President Andrzej Duda and Survivors will pay tribute to a Polish diplomat who saved more than 800 Jews
An unsung hero, former Polish Consul in Bern Konstanty Rokicki died in 1958. During the war he forged more than a thousand Paraguayan passports. They helped save more than 800 European Jews, who would otherwise have fallen victim to the German “final solution of the Jewish question.” The scheme consisted in buying blank passports in return for bribes, which were then filled in with the names provided by Jewish organizations who were in touch with the resistance movement in the ghettos.
Rokicki acted with knowledge and consent of his superiors, Polish Ambassador to Switzerland Aleksander Lados and his deputy Stefan Ryniewicz. They provided the illegal operation with diplomatic protection and persuaded the authorities of the neutral Switzerland not to disrupt it. Other pillars of the project were Juliusz Kuehl, a man of Jewish origin only in his 30s and the holder of a PhD in economics, tasked with contacting Jewish organizations, members of the World Jewish Congress, Dr Abraham Silberschein, members of the religious organization Aguda Israel, and rabbi Chaim Eiss, who were smuggling the passports into the ghettoes.
The holders of fake passports pretended to be foreigners, and thus avoided the fate of being sent to death camps. Instead, they were sent to internment camps and sub-camps. The Polish Government in London intervened with Paraguay and a number of other countries in Latin America to temporarily recognize the passports fabricated by Consul Rokicki. In this way many of the passport holders survived the war.
For years, the story of Consul Rokicki and his colleagues was not widely known. Recent years have thrown more light on it, with publications using formerly classified documents of the Swiss police. According to them, the Swiss authorities suspected that the Paraguay passports had been fabricated by the Polish consul. These speculations were corroborated by an original note by Rokicki, found by the Polish Embassy in Bern in late 2017: its handwriting matched that of preserved passports.
Initial research by Polish diplomats, the Pilecki Institute, supported by the Jewish Historical Institute, the Institute of National Remembrance, and the Auschwitz-Birkenau State Museum in Oswiecim, which covered the so-called Lados list, featuring the names of all passport holders, has found that the survivors identified so far include pre-war citizens of the Netherlands, Poland, Germany, Austria, France, Slovakia, and other countries. At least twenty of them are still alive.
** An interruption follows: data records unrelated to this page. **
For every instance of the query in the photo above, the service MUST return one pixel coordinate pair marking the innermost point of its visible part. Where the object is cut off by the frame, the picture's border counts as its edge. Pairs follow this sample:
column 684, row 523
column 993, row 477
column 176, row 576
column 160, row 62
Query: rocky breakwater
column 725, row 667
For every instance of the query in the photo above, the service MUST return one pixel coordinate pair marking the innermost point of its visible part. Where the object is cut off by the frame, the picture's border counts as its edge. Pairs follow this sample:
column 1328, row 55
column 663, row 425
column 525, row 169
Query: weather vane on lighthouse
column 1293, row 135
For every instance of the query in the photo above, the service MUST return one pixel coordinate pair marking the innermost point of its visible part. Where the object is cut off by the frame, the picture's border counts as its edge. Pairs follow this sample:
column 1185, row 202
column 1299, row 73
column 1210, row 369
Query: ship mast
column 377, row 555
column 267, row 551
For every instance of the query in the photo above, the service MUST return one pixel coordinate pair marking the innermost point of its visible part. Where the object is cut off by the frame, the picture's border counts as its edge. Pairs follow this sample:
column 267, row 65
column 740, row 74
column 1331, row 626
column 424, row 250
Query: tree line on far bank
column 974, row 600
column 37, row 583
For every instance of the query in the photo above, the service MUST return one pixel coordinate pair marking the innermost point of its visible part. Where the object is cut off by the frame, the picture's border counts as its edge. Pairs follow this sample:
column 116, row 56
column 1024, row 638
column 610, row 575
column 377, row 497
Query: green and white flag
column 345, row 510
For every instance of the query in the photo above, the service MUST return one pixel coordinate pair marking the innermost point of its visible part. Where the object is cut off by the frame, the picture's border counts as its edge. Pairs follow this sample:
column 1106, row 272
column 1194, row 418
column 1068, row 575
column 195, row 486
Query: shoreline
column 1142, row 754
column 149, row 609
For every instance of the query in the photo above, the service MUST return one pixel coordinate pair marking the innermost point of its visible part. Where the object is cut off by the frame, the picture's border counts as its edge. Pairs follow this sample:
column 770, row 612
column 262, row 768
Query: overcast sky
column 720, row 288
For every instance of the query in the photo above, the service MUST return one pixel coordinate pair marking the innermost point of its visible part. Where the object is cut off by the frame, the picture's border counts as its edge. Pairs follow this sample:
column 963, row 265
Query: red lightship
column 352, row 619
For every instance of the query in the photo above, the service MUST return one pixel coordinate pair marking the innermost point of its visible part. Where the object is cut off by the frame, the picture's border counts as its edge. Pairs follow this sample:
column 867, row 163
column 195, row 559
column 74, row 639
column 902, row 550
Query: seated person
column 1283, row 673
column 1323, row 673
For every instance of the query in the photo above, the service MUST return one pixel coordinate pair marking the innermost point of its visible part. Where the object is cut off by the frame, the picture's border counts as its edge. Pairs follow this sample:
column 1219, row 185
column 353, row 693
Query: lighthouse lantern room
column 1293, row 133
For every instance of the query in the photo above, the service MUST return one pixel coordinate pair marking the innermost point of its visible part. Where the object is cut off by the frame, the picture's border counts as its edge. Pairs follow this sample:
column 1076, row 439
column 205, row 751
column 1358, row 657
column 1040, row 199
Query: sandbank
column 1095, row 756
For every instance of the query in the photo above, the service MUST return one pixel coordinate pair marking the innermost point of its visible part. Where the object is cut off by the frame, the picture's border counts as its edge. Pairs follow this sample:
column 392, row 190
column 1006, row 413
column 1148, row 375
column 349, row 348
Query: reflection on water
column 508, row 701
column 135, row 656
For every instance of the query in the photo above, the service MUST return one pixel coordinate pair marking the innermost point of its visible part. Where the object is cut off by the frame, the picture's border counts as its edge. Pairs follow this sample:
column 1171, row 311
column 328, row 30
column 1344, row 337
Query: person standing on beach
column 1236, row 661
The list features the chief rabbi of the Netherlands, a friend of Anna Frank’s, and a few professors of Israeli universities. Paraguayan passports were also issued to the leaders of uprising in the Bedzin ghetto and of the Jewish resistance in Slovakia, and a number of people who would later write their memoirs. Years later, at least one Survivor was killed in Israel’s independence war. One of the Paraguayan documents features Dr Leon Rothfeld with the family, whose members included Adam Rotfeld, the future Polish Foreign Minister.
The ceremony at Lucerne cemetery will start on 9 October at 2 p.m. Polish President Andrzej Duda will lay a wreath at the renovated tombstone. Tribute to Consul Rokicki will be then paid by the Survivors, their families and descendants of the Rescuers, as well as representatives of the MFA, diplomatic corps, Swiss Jews, and the local Polish community.